日子過得和美。


    一晃又是數月過去。


    夢寒月在京城裏的那一場小騷動,事關南宮世家的六小姐,最後連南宮二公子都出麵了,因此還是惹來一些小騷動。


    但事後,但眾人目光大抵都是集中在南宮二公子和六小姐身上的。南宮塵就像一個發光體一樣,吸引了眾多的眼球。


    偶爾也會有人問起,當初出手相救南宮家六小姐的人是誰。大抵覺得,夢寒月會被南宮世家注目。


    但當他們得到答案後,就不會繼續打著這個主意了。回答他們的是:“那就是個附近的村婦。”


    想著借著夢寒月這邊兒和南宮世家套近乎的人,就打消了念頭。


    而今,這場小騷動早就被人漸漸遺忘了。


    這些日子裏,又發生新事件了。


    據聞,當今太子殿下在福州福地破獲一樁海賊勾結官府的大案。


    夢寒月也聽說了。


    冬季就在這樣無聲息中度過。


    熱炕頭,熱白麵兒的,眨眼就到了過年了。


    年頭出,夢寒月還打算著去補一些年貨來。


    一個冬天快過去了。她越發地融入了這個叫做姚家村的小村莊。與姚家村的媳婦兒子,老婆子們相談甚歡,儼然已經是個地地道道的姚家村人。


    小孩兒長得快,妙音的衣服一套換過一套。好在村裏媳婦子熱情熱心。


    每每都會惦記著給她的妙音做上一兩套衣裳送過來。因此,妙音的衣裳,她也不大愁。


    她當初隻教著幾個孩子讀書識字,而今,她教書認真,博聞強識的好名聲已然傳遍了姚家村。村子裏但凡有年齡合適的娃兒,上午都會送到她這兒來讀書。

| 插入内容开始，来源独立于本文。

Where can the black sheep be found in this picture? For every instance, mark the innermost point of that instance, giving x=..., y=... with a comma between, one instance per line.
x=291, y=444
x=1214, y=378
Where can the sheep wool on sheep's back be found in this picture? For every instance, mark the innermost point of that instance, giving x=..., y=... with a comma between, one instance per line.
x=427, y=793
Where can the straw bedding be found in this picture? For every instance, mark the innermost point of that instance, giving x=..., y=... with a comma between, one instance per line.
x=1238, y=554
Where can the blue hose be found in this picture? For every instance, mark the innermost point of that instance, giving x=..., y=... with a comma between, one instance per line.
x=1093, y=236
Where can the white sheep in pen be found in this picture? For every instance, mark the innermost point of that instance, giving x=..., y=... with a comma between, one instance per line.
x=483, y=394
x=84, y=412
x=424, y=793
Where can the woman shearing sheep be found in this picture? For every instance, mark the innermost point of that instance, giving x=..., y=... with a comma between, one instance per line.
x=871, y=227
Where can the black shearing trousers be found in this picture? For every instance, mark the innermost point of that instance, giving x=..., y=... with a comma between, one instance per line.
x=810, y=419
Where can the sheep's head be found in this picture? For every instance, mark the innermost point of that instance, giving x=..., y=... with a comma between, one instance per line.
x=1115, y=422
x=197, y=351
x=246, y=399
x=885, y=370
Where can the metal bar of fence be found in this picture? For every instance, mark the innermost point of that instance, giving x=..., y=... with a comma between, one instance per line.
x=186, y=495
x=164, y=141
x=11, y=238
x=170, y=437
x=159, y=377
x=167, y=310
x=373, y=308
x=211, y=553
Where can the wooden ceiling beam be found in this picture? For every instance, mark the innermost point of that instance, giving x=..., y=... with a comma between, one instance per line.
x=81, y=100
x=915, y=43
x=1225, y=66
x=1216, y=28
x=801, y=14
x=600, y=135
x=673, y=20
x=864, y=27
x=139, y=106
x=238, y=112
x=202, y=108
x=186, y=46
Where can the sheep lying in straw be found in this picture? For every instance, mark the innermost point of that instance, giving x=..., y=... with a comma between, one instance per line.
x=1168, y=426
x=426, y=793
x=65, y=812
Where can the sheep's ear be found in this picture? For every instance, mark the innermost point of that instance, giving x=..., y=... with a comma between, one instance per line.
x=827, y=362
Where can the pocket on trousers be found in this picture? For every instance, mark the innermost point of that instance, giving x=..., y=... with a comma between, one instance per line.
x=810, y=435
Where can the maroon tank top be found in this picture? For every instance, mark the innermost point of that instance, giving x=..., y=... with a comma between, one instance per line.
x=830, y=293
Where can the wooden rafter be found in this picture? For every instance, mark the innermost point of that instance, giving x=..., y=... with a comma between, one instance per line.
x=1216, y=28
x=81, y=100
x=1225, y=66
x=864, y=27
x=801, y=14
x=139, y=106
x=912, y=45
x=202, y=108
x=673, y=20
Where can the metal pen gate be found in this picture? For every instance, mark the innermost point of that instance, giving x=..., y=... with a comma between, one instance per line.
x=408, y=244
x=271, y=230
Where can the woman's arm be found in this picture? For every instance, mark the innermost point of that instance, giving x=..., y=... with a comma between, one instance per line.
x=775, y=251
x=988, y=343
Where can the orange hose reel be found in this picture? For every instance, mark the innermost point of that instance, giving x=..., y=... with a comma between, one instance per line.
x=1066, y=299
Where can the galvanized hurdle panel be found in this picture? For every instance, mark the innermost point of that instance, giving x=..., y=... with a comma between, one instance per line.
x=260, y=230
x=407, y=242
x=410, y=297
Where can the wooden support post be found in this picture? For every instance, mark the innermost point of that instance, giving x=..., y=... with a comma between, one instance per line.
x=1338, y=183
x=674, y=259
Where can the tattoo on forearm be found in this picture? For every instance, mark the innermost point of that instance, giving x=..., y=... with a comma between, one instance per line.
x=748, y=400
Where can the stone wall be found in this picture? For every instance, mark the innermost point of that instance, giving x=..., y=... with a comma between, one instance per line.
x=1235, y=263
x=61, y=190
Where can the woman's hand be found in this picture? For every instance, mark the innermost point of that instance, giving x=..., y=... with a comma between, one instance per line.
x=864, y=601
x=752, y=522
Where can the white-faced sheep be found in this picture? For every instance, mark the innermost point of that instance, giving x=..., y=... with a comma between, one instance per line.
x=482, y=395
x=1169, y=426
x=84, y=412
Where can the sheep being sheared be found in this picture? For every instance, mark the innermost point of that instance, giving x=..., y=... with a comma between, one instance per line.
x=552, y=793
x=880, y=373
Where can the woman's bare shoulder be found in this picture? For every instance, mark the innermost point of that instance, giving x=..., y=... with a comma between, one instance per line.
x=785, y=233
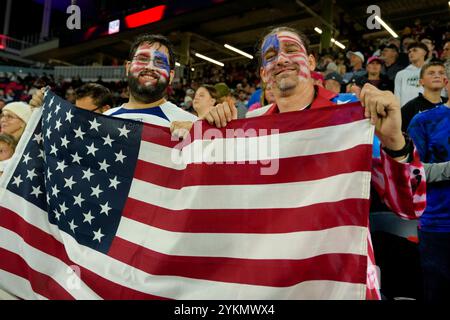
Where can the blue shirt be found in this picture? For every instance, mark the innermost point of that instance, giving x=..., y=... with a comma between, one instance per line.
x=430, y=131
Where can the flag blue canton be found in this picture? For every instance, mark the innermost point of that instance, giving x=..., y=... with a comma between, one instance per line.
x=78, y=167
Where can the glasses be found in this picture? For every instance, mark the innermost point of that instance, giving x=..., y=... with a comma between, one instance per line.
x=8, y=117
x=157, y=61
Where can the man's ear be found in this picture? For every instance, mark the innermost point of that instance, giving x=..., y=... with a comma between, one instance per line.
x=172, y=75
x=312, y=62
x=127, y=68
x=263, y=75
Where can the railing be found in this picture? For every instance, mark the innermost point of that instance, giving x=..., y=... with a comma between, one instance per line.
x=12, y=45
x=91, y=73
x=22, y=71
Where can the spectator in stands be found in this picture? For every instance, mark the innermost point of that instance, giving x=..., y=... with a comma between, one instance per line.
x=318, y=78
x=7, y=148
x=356, y=61
x=445, y=55
x=241, y=103
x=392, y=66
x=14, y=118
x=205, y=98
x=150, y=70
x=334, y=82
x=407, y=85
x=70, y=95
x=432, y=79
x=93, y=97
x=286, y=65
x=265, y=99
x=430, y=131
x=432, y=54
x=374, y=76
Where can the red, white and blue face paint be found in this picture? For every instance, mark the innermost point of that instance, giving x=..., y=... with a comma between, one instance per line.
x=150, y=65
x=149, y=72
x=284, y=54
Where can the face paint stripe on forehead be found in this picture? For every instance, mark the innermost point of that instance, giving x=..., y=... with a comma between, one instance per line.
x=293, y=40
x=271, y=42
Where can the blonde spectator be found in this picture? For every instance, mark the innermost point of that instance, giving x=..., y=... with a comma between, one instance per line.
x=14, y=118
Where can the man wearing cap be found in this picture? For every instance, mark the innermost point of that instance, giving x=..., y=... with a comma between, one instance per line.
x=356, y=61
x=374, y=76
x=392, y=65
x=407, y=85
x=333, y=82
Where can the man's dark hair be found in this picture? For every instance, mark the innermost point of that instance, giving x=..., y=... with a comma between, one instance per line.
x=211, y=90
x=430, y=64
x=151, y=39
x=100, y=95
x=303, y=38
x=419, y=45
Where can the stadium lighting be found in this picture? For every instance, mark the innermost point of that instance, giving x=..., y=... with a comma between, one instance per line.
x=245, y=54
x=386, y=26
x=340, y=45
x=209, y=59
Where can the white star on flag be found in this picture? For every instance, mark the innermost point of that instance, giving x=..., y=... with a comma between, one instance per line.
x=94, y=124
x=108, y=141
x=123, y=131
x=92, y=149
x=88, y=217
x=79, y=133
x=98, y=235
x=96, y=191
x=87, y=174
x=69, y=116
x=78, y=200
x=120, y=156
x=105, y=208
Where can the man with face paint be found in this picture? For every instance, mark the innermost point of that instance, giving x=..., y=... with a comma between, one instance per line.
x=398, y=175
x=150, y=70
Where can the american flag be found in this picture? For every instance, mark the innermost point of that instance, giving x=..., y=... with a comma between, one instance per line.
x=96, y=207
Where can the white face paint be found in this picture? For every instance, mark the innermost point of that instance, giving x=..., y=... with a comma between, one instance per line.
x=285, y=60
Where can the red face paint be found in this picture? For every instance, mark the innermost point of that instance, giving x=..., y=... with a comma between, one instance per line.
x=290, y=56
x=150, y=64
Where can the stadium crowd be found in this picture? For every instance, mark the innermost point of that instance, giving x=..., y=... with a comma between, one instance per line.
x=415, y=68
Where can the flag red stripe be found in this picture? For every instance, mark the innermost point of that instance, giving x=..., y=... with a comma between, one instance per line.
x=314, y=217
x=307, y=168
x=276, y=273
x=41, y=283
x=46, y=243
x=261, y=126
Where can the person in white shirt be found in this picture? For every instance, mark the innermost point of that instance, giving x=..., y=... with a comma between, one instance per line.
x=150, y=70
x=407, y=86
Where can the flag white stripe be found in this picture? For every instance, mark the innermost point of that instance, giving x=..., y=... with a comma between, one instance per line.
x=18, y=287
x=344, y=239
x=276, y=146
x=282, y=195
x=180, y=287
x=45, y=264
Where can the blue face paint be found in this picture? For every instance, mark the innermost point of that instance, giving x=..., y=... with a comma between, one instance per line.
x=160, y=60
x=271, y=42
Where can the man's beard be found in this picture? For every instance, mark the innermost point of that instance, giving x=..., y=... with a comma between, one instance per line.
x=146, y=94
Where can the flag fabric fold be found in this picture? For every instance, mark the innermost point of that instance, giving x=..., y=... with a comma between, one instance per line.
x=275, y=207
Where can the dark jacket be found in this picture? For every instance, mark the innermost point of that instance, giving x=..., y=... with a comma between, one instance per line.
x=416, y=105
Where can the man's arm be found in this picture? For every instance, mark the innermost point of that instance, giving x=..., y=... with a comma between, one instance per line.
x=437, y=172
x=401, y=186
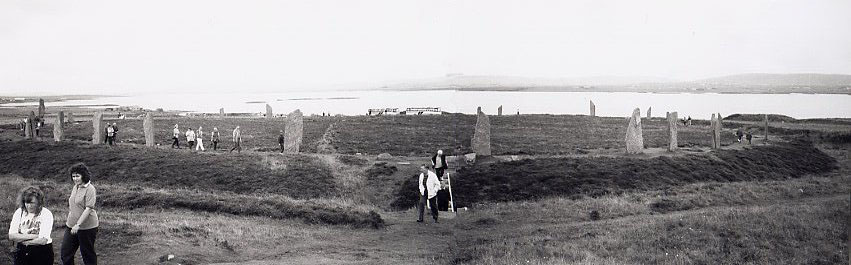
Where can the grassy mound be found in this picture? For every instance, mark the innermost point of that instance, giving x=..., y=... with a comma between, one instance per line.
x=297, y=176
x=577, y=177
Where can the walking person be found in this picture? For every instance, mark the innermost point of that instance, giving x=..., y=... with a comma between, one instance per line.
x=281, y=141
x=438, y=161
x=175, y=137
x=190, y=138
x=237, y=138
x=30, y=229
x=199, y=136
x=429, y=185
x=214, y=138
x=82, y=222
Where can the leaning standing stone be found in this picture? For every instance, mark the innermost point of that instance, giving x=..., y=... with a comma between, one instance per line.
x=672, y=131
x=481, y=143
x=593, y=109
x=634, y=136
x=293, y=132
x=148, y=126
x=58, y=131
x=98, y=127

    有這些孩子陪著,她是很歡樂,但問題來了,原先充作私塾的西屋已經太擁擠了。


    她手上已經有十三個學生了。


    今日就是和村長商量著,能不能把她院子旁邊的一塊空地租給她,起了兩間大屋子,專門用作私塾用。


    這不,就和村長麵對麵地坐著。


    “哎呀,月娘子不提醒的話,俺都沒想到,”村長一拍腦門兒,恍然大悟,隨即安撫她道:“起私塾的事兒,你別管,俺召集了村裏有力氣的男丁一起造。造好了,月娘子隻管和孩子們搬進去。”


    夢寒月張了張嘴,有心道謝,但瞧著村長很有擔當的模樣,她又把道歉的話給咽到了肚子裏去,……真道歉的話,說不定就是打村長的臉了。村長如今是把希望都放在了這些孩子身上。

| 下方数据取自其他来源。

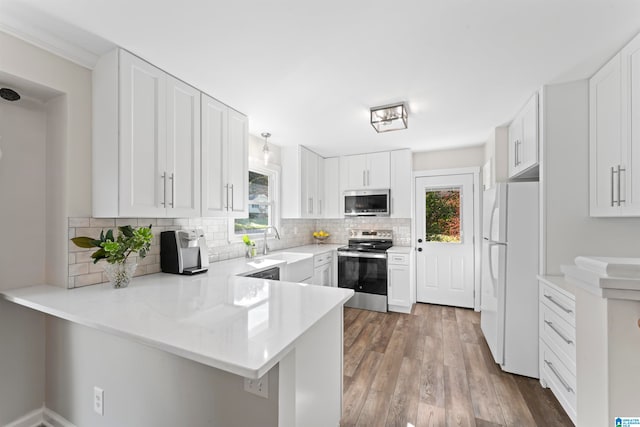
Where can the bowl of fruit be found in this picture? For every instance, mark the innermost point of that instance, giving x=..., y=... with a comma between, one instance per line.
x=320, y=235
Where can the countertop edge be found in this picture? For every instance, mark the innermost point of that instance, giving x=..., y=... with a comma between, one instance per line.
x=252, y=373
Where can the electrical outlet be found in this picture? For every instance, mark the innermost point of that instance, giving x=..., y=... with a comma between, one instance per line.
x=259, y=387
x=98, y=400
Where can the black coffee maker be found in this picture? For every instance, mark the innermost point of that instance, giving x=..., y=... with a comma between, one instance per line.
x=183, y=252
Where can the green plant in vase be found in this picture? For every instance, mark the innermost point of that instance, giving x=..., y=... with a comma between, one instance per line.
x=251, y=246
x=116, y=249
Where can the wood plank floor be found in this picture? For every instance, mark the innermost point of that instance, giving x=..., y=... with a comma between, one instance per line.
x=433, y=368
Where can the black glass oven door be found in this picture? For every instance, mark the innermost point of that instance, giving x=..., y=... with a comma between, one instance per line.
x=363, y=272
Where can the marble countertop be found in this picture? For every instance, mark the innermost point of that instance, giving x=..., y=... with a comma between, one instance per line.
x=238, y=324
x=560, y=282
x=400, y=249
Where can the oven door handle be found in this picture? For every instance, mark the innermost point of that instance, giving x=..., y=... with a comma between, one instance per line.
x=362, y=255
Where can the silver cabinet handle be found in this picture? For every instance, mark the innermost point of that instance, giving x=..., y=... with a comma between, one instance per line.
x=173, y=190
x=557, y=374
x=163, y=177
x=562, y=307
x=560, y=334
x=620, y=199
x=612, y=199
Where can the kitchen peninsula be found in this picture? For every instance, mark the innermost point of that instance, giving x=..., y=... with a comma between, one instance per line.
x=225, y=327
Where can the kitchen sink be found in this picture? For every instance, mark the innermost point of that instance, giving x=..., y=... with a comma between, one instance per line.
x=298, y=267
x=289, y=257
x=264, y=262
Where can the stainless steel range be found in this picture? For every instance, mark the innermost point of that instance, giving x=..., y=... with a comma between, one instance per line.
x=362, y=266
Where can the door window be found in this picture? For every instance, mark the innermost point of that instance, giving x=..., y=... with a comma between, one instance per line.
x=443, y=215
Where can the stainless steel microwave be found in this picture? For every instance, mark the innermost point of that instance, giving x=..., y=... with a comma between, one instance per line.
x=367, y=203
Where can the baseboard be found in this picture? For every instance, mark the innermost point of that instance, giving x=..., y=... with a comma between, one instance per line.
x=32, y=419
x=39, y=417
x=53, y=419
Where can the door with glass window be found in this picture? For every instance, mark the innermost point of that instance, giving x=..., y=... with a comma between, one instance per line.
x=445, y=240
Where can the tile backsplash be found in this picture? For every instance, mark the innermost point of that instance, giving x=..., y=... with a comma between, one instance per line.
x=293, y=232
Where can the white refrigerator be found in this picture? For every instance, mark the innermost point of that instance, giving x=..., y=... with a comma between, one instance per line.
x=509, y=298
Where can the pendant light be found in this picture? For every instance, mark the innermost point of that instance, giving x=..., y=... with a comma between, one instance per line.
x=265, y=148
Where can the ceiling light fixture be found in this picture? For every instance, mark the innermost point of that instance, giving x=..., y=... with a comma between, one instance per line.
x=389, y=117
x=265, y=148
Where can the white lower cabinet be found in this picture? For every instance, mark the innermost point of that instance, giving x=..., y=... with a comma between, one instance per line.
x=399, y=283
x=322, y=269
x=558, y=345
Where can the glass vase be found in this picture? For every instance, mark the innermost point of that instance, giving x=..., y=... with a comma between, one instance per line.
x=120, y=274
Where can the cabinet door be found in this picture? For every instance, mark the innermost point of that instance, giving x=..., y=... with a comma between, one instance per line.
x=401, y=184
x=529, y=131
x=399, y=285
x=238, y=164
x=320, y=204
x=355, y=169
x=142, y=154
x=630, y=155
x=215, y=197
x=604, y=139
x=332, y=193
x=515, y=138
x=183, y=149
x=308, y=179
x=378, y=174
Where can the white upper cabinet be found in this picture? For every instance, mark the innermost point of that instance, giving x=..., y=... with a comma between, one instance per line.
x=302, y=183
x=523, y=141
x=183, y=149
x=332, y=194
x=146, y=131
x=366, y=171
x=238, y=163
x=614, y=135
x=225, y=176
x=604, y=139
x=401, y=168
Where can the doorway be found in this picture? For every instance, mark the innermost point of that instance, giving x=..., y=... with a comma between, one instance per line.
x=446, y=223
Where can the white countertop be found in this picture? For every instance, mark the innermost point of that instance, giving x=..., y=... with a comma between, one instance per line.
x=560, y=282
x=400, y=249
x=238, y=324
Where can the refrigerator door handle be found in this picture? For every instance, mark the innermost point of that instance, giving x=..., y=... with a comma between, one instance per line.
x=492, y=244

    她來到這個村莊之後,發現這個村莊與其他村莊不同的地方就在於,這個村莊裏的人,上到老人,下到孩子們,似乎都很渴望能夠不再是個單純的采藥種田的老百姓。


    夢寒月點了點頭,又有些靦腆地問村長:“這看著要過大年了,我這裏還什麽年貨都沒準備妥帖,還得去一趟城裏。


    可我也不知道咱們姚家村裏過年的習俗,各家各戶買些啥呀,用些啥呀,過大年的時候,我沒親戚,但還可以走個鄰裏,這都習慣送些啥呀……”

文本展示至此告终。